A new documentary claims to have solved cryptocurrency’s biggest mystery: the true identity of Bitcoin’s inventor.
The question has captivated the Web since the launch of the digital currency by one or more unknown people calling themselves Satoshi Nakamoto in 2009.
Now, the makers of an HBO movie say they finally have the answer: Canadian cryptography expert Peter Todd.
But Mr Todd called it “ridiculous” and criticized the documentary.
In Cash Electrical: The Bitcoin Thriller, Peter Todd confronts filmmaker Cullen Hoback.
Mr. Hoback shows him his evidence and asks if he was behind this invention that now costs billions of {dollars} – a suggestion Mr. Todd scoffs at.
“I’m not Satoshi Nakamoto,” he told the BBC.
The intrigue surrounding Satoshi is not only due to the mystery of their identity, but also the enormous wealth they have accumulated.
If they still had control of their Bitcoin wallet, it would be worth around $69 billion today, meaning Satoshi would be around the 20th richest person in the world.
Peter Todd is a prominent Bitcoin developer and has been credited with many improvements in the world’s first and largest cryptocurrency.
But he was never named as a top Satoshi candidate in the years people spent trying to unmask the inventor of Bitcoin.
This latest attempt to solve this conundrum is attracting enormous interest. Before the release of the documentary, over $44 million was placed in bets on crypto betting site Polymarket on who the program would name Satoshi.
Cullen Hoback, who has previously attempted to unmask anonymous online personalities like Q from Q Anon, says he came to this conclusion after years of research and interviews.
One of his pieces of evidence that Mr. Todd is Satoshi is a discussion board message he found from Peter Todd that appeared to be a continuation of Satoshi’s.
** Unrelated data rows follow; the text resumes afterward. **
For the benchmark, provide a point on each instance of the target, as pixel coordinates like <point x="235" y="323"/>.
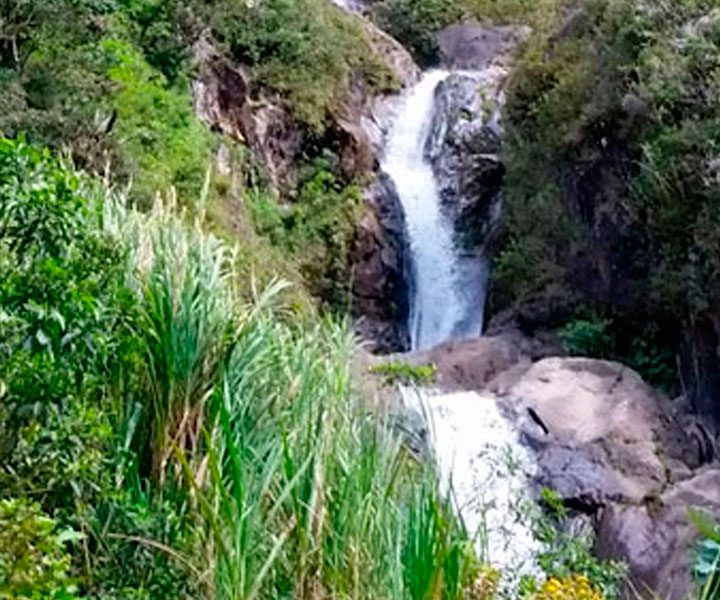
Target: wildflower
<point x="576" y="587"/>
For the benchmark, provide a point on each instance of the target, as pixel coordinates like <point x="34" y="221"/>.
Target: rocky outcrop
<point x="464" y="149"/>
<point x="657" y="538"/>
<point x="223" y="96"/>
<point x="464" y="144"/>
<point x="469" y="46"/>
<point x="226" y="99"/>
<point x="601" y="435"/>
<point x="381" y="271"/>
<point x="363" y="117"/>
<point x="617" y="452"/>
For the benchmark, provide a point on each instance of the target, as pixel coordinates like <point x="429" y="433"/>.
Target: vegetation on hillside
<point x="162" y="439"/>
<point x="109" y="83"/>
<point x="613" y="143"/>
<point x="416" y="22"/>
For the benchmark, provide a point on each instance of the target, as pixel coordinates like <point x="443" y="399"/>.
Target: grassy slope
<point x="626" y="92"/>
<point x="184" y="442"/>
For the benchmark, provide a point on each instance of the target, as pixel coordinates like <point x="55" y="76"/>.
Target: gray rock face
<point x="464" y="149"/>
<point x="613" y="448"/>
<point x="381" y="272"/>
<point x="222" y="97"/>
<point x="474" y="47"/>
<point x="657" y="538"/>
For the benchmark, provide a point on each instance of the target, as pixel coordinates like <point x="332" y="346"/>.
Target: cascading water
<point x="481" y="461"/>
<point x="482" y="464"/>
<point x="448" y="290"/>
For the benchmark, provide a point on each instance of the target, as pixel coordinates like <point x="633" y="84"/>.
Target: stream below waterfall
<point x="482" y="464"/>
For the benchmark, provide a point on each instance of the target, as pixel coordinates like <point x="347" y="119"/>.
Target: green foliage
<point x="405" y="374"/>
<point x="308" y="50"/>
<point x="415" y="22"/>
<point x="613" y="111"/>
<point x="316" y="228"/>
<point x="201" y="445"/>
<point x="706" y="562"/>
<point x="566" y="555"/>
<point x="63" y="300"/>
<point x="586" y="337"/>
<point x="34" y="563"/>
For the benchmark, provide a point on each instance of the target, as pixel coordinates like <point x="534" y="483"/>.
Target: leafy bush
<point x="706" y="567"/>
<point x="406" y="374"/>
<point x="568" y="558"/>
<point x="316" y="228"/>
<point x="586" y="337"/>
<point x="34" y="563"/>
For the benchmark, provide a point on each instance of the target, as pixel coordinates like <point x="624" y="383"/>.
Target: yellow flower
<point x="576" y="587"/>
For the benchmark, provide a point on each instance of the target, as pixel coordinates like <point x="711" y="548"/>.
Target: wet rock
<point x="473" y="364"/>
<point x="222" y="93"/>
<point x="364" y="117"/>
<point x="227" y="101"/>
<point x="464" y="149"/>
<point x="380" y="267"/>
<point x="656" y="538"/>
<point x="601" y="434"/>
<point x="464" y="144"/>
<point x="475" y="47"/>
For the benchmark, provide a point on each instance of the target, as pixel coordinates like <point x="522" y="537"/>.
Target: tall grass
<point x="295" y="488"/>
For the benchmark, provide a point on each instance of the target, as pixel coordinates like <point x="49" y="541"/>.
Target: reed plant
<point x="293" y="486"/>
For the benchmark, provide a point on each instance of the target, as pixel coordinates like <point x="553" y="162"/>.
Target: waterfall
<point x="482" y="464"/>
<point x="449" y="288"/>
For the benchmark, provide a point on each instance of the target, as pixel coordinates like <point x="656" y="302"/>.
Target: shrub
<point x="568" y="558"/>
<point x="34" y="563"/>
<point x="587" y="337"/>
<point x="316" y="228"/>
<point x="403" y="373"/>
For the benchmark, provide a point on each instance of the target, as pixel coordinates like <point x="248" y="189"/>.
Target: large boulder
<point x="601" y="434"/>
<point x="470" y="46"/>
<point x="657" y="538"/>
<point x="380" y="265"/>
<point x="615" y="450"/>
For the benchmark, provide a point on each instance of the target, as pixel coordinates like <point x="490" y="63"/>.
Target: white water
<point x="485" y="470"/>
<point x="481" y="461"/>
<point x="448" y="297"/>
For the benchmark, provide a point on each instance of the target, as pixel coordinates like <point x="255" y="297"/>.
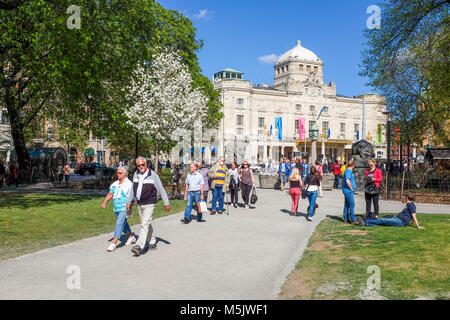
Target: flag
<point x="320" y="113"/>
<point x="279" y="127"/>
<point x="301" y="128"/>
<point x="379" y="134"/>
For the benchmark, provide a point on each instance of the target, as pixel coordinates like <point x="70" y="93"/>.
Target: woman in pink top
<point x="319" y="168"/>
<point x="373" y="177"/>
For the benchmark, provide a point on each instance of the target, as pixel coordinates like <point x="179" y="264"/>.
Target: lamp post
<point x="388" y="163"/>
<point x="314" y="136"/>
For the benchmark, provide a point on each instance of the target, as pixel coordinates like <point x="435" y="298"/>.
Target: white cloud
<point x="269" y="59"/>
<point x="202" y="14"/>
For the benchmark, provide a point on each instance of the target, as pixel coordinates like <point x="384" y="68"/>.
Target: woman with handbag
<point x="295" y="183"/>
<point x="247" y="182"/>
<point x="312" y="183"/>
<point x="234" y="185"/>
<point x="373" y="179"/>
Another reason is that he once said online that he deliberately destroyed a large number of digital coins.
A leading theory is that Satoshi deliberately destroyed access to his huge stash of bitcoins which were the originals created to start bitcoin.
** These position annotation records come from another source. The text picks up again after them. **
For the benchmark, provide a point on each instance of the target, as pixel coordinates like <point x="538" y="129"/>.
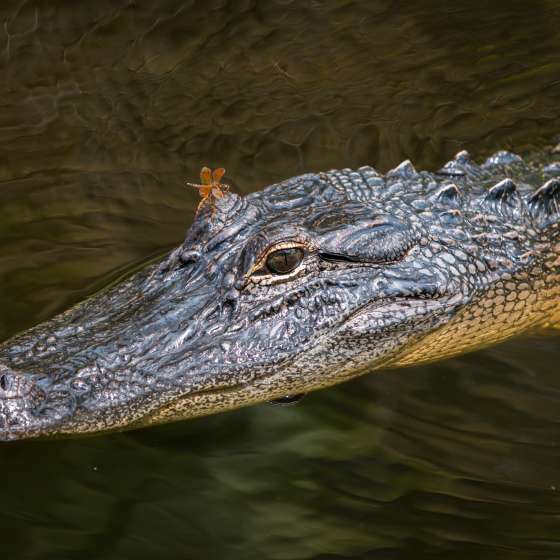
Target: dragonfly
<point x="210" y="187"/>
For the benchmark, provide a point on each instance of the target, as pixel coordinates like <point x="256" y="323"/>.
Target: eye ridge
<point x="285" y="260"/>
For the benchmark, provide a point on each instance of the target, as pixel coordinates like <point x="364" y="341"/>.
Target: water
<point x="106" y="108"/>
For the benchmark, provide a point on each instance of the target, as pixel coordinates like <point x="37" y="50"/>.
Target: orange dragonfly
<point x="210" y="188"/>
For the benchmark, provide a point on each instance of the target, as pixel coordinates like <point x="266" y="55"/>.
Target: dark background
<point x="107" y="108"/>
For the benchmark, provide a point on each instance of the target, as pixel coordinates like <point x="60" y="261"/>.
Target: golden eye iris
<point x="285" y="260"/>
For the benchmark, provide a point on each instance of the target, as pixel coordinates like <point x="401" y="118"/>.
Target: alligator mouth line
<point x="186" y="401"/>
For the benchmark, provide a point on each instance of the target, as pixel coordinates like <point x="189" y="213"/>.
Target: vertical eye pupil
<point x="284" y="260"/>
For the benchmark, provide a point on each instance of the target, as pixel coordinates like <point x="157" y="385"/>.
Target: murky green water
<point x="106" y="107"/>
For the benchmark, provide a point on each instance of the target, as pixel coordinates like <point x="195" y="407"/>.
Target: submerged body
<point x="303" y="285"/>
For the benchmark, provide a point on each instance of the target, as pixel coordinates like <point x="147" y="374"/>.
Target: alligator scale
<point x="303" y="285"/>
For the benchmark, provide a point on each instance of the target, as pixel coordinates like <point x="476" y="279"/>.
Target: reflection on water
<point x="107" y="109"/>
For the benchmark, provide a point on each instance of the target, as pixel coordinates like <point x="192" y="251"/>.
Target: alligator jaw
<point x="303" y="285"/>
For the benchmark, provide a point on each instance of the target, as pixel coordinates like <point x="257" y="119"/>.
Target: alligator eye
<point x="285" y="260"/>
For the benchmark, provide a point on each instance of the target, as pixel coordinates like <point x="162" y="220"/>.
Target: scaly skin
<point x="395" y="270"/>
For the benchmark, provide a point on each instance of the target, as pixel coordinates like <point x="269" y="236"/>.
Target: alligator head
<point x="301" y="286"/>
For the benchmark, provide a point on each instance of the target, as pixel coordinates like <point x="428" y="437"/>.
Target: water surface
<point x="107" y="108"/>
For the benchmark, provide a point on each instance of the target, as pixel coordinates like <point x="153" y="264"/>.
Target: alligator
<point x="303" y="285"/>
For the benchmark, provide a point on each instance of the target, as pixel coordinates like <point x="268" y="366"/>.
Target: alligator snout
<point x="15" y="386"/>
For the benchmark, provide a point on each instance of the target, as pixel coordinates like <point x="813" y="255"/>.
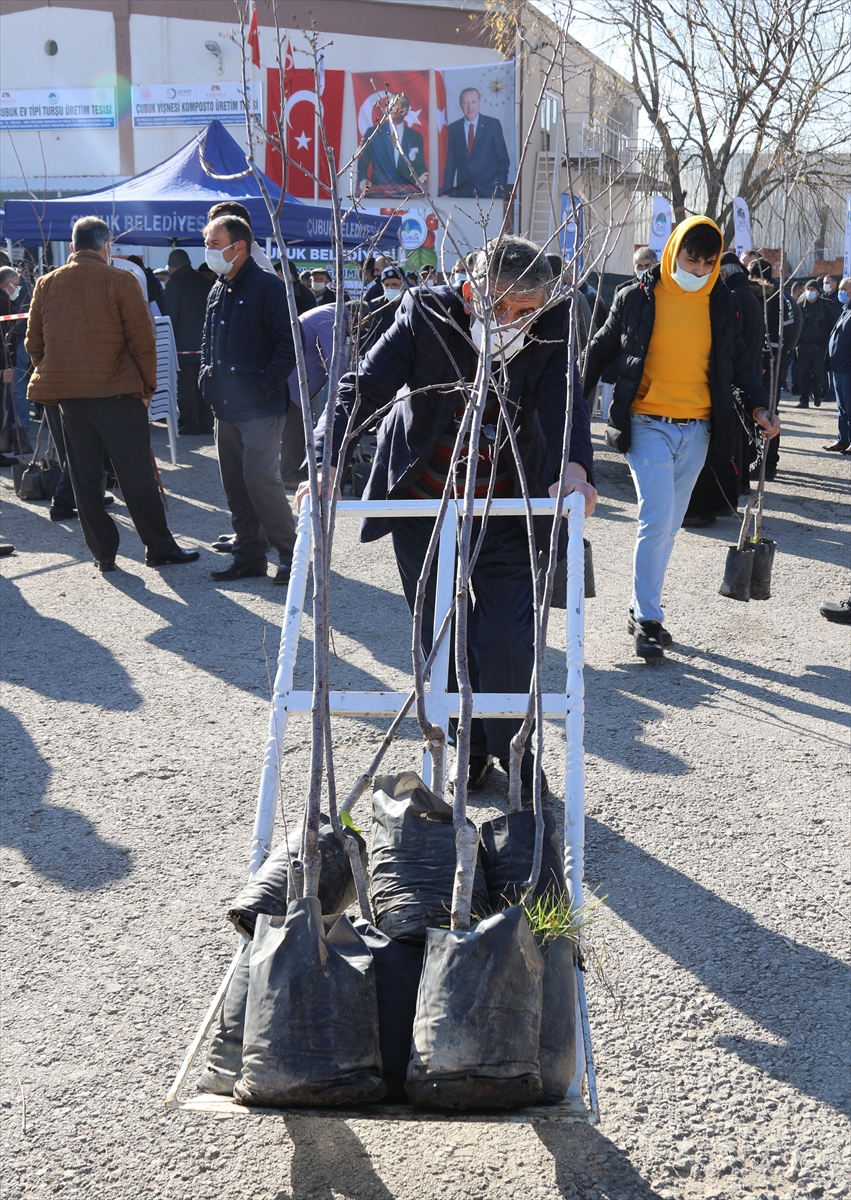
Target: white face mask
<point x="216" y="261"/>
<point x="690" y="282"/>
<point x="505" y="340"/>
The 1.1 million coins are now worth a fortune but have never been spent or transferred.
Satoshi’s pool of unmoved coins represents 5% of all bitcoins, because the inventor decided there would only ever be 21 million coins created.
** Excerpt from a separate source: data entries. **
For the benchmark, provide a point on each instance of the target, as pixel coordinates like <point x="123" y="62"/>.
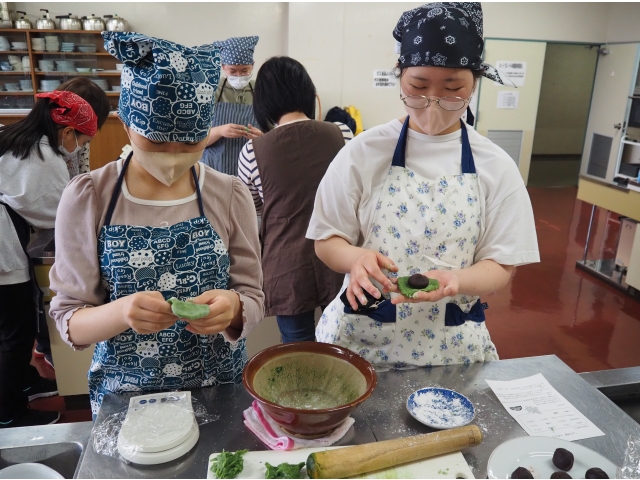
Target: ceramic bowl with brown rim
<point x="309" y="388"/>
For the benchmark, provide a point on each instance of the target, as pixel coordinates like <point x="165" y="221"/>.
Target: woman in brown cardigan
<point x="283" y="169"/>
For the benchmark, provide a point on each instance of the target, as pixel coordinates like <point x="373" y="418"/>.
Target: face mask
<point x="239" y="82"/>
<point x="433" y="119"/>
<point x="67" y="153"/>
<point x="165" y="167"/>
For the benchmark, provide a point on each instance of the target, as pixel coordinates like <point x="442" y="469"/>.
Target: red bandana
<point x="74" y="111"/>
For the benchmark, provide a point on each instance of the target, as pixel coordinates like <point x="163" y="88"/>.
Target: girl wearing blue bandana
<point x="158" y="225"/>
<point x="424" y="194"/>
<point x="233" y="122"/>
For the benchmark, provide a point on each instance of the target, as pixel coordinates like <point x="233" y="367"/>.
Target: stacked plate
<point x="65" y="65"/>
<point x="49" y="85"/>
<point x="37" y="44"/>
<point x="101" y="82"/>
<point x="18" y="45"/>
<point x="52" y="44"/>
<point x="46" y="65"/>
<point x="87" y="48"/>
<point x="26" y="85"/>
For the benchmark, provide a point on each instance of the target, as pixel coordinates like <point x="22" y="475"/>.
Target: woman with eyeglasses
<point x="424" y="194"/>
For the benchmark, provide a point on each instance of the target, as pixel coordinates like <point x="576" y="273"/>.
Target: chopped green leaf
<point x="227" y="464"/>
<point x="407" y="291"/>
<point x="188" y="310"/>
<point x="284" y="470"/>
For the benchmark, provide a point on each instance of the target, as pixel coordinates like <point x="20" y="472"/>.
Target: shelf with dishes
<point x="47" y="58"/>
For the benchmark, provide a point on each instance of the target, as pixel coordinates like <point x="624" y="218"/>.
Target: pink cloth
<point x="268" y="431"/>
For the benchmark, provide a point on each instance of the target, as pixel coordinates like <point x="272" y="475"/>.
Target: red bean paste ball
<point x="595" y="473"/>
<point x="418" y="281"/>
<point x="560" y="475"/>
<point x="563" y="459"/>
<point x="521" y="472"/>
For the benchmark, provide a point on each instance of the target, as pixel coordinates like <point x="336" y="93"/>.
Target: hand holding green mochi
<point x="188" y="310"/>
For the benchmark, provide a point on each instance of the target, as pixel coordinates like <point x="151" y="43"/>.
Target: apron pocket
<point x="365" y="333"/>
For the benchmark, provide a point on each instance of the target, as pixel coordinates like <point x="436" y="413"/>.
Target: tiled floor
<point x="548" y="308"/>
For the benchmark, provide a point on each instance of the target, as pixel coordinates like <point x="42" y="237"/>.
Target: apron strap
<point x="195" y="179"/>
<point x="468" y="165"/>
<point x="118" y="188"/>
<point x="116" y="191"/>
<point x="401" y="146"/>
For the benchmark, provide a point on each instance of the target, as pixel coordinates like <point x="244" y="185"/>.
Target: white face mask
<point x="239" y="82"/>
<point x="67" y="153"/>
<point x="165" y="167"/>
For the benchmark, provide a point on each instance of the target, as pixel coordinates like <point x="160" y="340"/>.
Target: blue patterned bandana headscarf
<point x="443" y="35"/>
<point x="167" y="89"/>
<point x="237" y="50"/>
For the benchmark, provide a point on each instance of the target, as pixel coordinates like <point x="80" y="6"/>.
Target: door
<point x="512" y="128"/>
<point x="615" y="79"/>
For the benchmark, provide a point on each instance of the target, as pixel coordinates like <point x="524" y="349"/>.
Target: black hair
<point x="92" y="93"/>
<point x="23" y="136"/>
<point x="282" y="86"/>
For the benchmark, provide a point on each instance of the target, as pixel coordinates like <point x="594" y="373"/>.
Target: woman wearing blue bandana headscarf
<point x="424" y="194"/>
<point x="233" y="122"/>
<point x="158" y="225"/>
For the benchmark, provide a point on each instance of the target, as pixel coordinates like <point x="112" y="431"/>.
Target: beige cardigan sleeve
<point x="245" y="271"/>
<point x="75" y="275"/>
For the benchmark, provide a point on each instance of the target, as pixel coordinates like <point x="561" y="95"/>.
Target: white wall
<point x="186" y="22"/>
<point x="342" y="43"/>
<point x="565" y="97"/>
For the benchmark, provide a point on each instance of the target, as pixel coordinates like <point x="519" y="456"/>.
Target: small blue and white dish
<point x="440" y="408"/>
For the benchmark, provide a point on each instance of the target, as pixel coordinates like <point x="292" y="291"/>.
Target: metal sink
<point x="62" y="457"/>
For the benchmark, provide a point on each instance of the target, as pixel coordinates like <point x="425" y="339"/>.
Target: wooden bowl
<point x="309" y="388"/>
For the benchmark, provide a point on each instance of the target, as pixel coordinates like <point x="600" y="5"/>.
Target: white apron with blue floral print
<point x="421" y="225"/>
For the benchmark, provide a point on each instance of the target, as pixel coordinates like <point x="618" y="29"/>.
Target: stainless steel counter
<point x="386" y="412"/>
<point x="381" y="417"/>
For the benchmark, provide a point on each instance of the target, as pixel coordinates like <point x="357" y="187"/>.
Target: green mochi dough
<point x="188" y="310"/>
<point x="407" y="291"/>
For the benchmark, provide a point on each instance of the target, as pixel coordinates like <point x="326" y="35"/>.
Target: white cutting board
<point x="451" y="465"/>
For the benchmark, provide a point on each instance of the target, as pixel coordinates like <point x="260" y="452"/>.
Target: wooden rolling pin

Mr. Todd says Mr. Hoback’s testimony is based solely on coincidence and misinterprets his online activity.
“I’m not Satoshi.” When I first read the Bitcoin whitepaper, my reaction was “Damn! I should have thought of that,” he said.
Mr Todd also says he was forced to move away from his home for fear of attacks from potential criminals.
A number of people in the IT world have already been named as the creator of the cryptocurrency.
In 2014, a high-profile article in Newsweek identified Dorian Nakamoto, a Japanese American living in California, as Satoshi. But he denied it and the claim has been widely refuted.
In 2015, Wired and Gizmodo published an investigation involving Australian computer scientist Craig Wright.
Shortly afterward, Wright said in media interviews: including the BBCthat he was indeed Satoshi and showed apparent proof of it.
But his claims were ignored by the community and after years of claiming to be the inventor, a UK High Court judge ruled there was “overwhelming” evidence that he was not Satoshi .
Tech billionaire and cryptocurrency enthusiast Elon Musk has also denied being behind the cryptocurrency. after a former employee of one of his companies, SpaceX, suggested it.
For some of Bitcoin’s most prominent voices, keeping Satoshi’s identity a secret is part of the decentralized currency’s appeal and power.
Adam Black, one of the lead developers (and another potential Satoshi candidate) posted on X before the documentary: “No one knows who Satoshi is. and that’s a good thing.